En juin et juillet 2016, l’entreprise a empoché des montants qui auraient dû revenir aux restaurateurs déduction faite de la commission de 10%. Tale it Easy a tout gardé.

En juin et juillet 2016, l’entreprise a empoché des montants qui auraient dû revenir aux restaurateurs déduction faite de la commission de 10%. Tale it Easy a tout gardé. - Capture Take it easy

La fièvre de la Food Tech n’est pas passée pour Take Eat Easy, la société belge de livraison de repas qui a brutalement été mise en liquidation judiciaire, sans régler l'addition à ses partenaires restaurateurs. L'un d'eux a déposé une plainte au pénal pour abus de confiance.
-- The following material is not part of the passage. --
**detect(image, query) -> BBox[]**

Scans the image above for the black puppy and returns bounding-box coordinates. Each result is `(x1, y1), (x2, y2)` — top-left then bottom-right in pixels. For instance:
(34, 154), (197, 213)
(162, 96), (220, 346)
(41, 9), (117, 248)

Le malheur des uns fait le bonheur des autres. Dans le cas de la liquidation judiciaire de Take Eat Easy qui a eu lieu en juillet dernier, son concurrent Deliveroo est aux anges. Mais c’est bien le seul à trouver un aspect positif à la chute de la start-up belge. En fermant son site du jour au lendemain et sans prévenir ses partenaires, l’entreprise créée en 2013 les a gravement mis en difficulté. Depuis, la start-up a laissé un message convenu: "C'est ici que prend fin l'aventure Take Eat Easy. […] Il est temps pour nous de vous dire au revoir." Quant au site, toujours accessible, il ne laisse rien transparaître de la situation.
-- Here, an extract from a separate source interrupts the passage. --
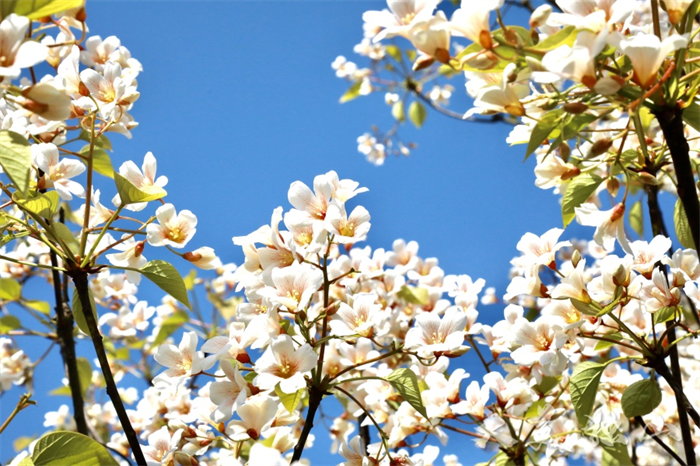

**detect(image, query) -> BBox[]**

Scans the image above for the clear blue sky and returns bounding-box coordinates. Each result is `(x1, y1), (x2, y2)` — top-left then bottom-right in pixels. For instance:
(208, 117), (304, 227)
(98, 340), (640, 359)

(0, 0), (636, 466)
Après la création d’un collectif de livreurs à vélo – la société en employait entre 2.000 et 3.000 en France sous le statut d’auto-entrepreneurs, c’est au tour des restaurateurs de réclamer leur dû par voie de justice. Une plainte au pénal pour abus de confiance vient d’être déposée par l’un d’eux dans un dossier défendu par Maître Yann Gasnier.
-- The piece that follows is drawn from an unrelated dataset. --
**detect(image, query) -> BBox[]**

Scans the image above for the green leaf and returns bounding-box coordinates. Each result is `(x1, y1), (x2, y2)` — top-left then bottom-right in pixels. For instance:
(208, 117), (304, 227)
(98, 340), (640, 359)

"L’entreprise a empoché des montants qui ne lui revenaient pas en juin et en juillet 2016, a expliqué l’avocat à BFM Business. L’argent des restaurateurs n’aurait jamais dû rentrer dans ses caisses. Il ne lui appartient pas comme le prouve le contrat de restitution conclu avec les fournisseurs". Le dossier semble simple et pourtant, la nomination d’un liquidateur judiciaire complique les choses.

Mieux qu'une levée de fonds

Pour lui, ces restaurateurs sont des créanciers comme les autres, mais il n’en est rien. "Ces sommes ne font en aucun cas partie des montants que pourraient réclamer des créanciers pour des factures impayées", réagit Maître Gasnier qui a tenté de prendre contact avec les représentants français de Take Eat Easy qui font la sourde oreille, malgré une mise en demeure. Même le liquidateur reste injoignable.

Pour son client, le manque à gagner s’élèverait à plus de 10.000 euros pour 600 repas produits. Une somme importante pour un petit commerçant de quartier. Et il n’est pas un cas unique. "Take Eat Easy travaillait avec environ 4.000 fournisseurs et avec un montant moyen de 5.000 euros par restaurateur. C'est une fourchette basse, le total empoché indûment par la start-up représente une somme colossale".

Elle pourrait de fait atteindre 20 millions d’euros qui se sont évaporés dans la liquidation, soit plus que les deux levées de fonds réalisées en 2015 (6 millions d’euros en avril et 10 millions d’euros en septembre). Le service était accessible dans une vingtaine de villes en France, mais aussi en Belgique, en Espagne et en Grande-Bretagne.

Et, c’est à souligner, ces 20 millions d'euros ne comprennent pas l’ardoise laissée aux coursiers qui, avec le statut d’auto-entrepreneurs, ont peu de recours pour récupérer un jour le règlement de leur prestation. Pour eux aussi, l'addition est salée.

Un cabinet de recouvrement aide les coursiers Take Eat Easy

Après la publication de notre article, Actori, un cabinet de recouvrement, nous a contactés pour nous dévoiler son initiative. Sylvain Bouchard, son dirigeant est "fan de vélo" et a décidé de fournir gratuitement aux coursiers Take Eat Easy une aide pour tenter de récupérer les sommes que la start-up n’a pas réglées. Actori a mis en ligne une FAQ (foire aux questions), mais aussi un modèle de déclaration de créances à utiliser au plus vite. Comme le leur rappelle Sylvain Bouchard, gérant du cabinet, les créanciers n’ont que deux mois après la publication du Bodacc (Bulletin officiel des annonces civiles et commerciales) pour réclamer leur dû auprès du mandataire judiciaire.